Check out these repositories for examples of development and deployment on AML.

  • (https://github.com/Azure/MachineLearningNotebooks/tree/master/how-to-use-azureml)
  • (https://github.com/microsoft/solution-accelerator-many-models)
  • (https://github.com/Azure/azureml-examples)

Supportive features of AML

There are additional benefits with AML that you may not have in traditional ML lifecycle.

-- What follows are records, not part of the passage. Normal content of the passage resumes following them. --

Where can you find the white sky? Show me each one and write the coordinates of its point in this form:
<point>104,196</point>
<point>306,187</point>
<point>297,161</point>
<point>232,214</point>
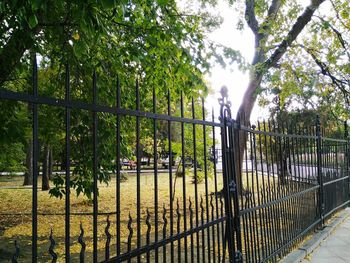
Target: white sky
<point>235,80</point>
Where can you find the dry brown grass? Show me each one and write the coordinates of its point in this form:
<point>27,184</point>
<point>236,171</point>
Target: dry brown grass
<point>16,205</point>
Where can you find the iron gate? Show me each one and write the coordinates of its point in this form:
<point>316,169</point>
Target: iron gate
<point>186,204</point>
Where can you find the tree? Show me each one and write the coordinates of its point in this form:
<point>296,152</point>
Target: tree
<point>131,39</point>
<point>280,29</point>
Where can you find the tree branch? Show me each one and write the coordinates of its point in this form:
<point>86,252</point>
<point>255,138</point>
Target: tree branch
<point>250,16</point>
<point>298,26</point>
<point>339,36</point>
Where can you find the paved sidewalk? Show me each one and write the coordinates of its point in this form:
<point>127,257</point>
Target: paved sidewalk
<point>335,248</point>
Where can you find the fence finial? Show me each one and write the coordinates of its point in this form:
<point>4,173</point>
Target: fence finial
<point>225,104</point>
<point>346,132</point>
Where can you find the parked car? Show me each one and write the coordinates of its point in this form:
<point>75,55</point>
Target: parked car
<point>129,163</point>
<point>165,162</point>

  1. AutoML: AutoML is a smart tool that accepts a dataset (tabular or file) and produces your desired model. It can perform classification, clustering, regression tasks on datasets. AutoML tries tens or even hundreds of models from the literature, performs data cleaning, normalization, preprocessing, and trains all of them. It then reports to you the metrics for all of the calculated model, with recommendations. You can choose which model(s) to deploy with one click. Use automated machine learning in Azure Machine Learning - Learn | Microsoft Docs

  2. Designer and Pipelines: Azure ML designer is a low-code/no-code drag-and-drop interface used to train and deploy models in Azure ML. Use a visual canvas to build an end-to-end machine learning workflow. Train, test, and deploy models all in the designer:
    • Drag-and-drop data assets and components onto the canvas.
    • Connect the components to create a pipeline draft.
    • Submit a pipeline run using the compute resources in your Azure Machine Learning workspace.
    • Convert your training pipelines to inference pipelines.
    • Publish your pipelines to a REST pipeline endpoint to submit a new pipeline that runs with different parameters and data assets.
    • Publish a training pipeline to reuse a single pipeline to train multiple models while changing parameters and data assets.
    • Publish a batch inference pipeline to make predictions on new data by using a previously trained model.
    • Deploy a real-time inference pipeline to an online endpoint to make predictions on new data in real time.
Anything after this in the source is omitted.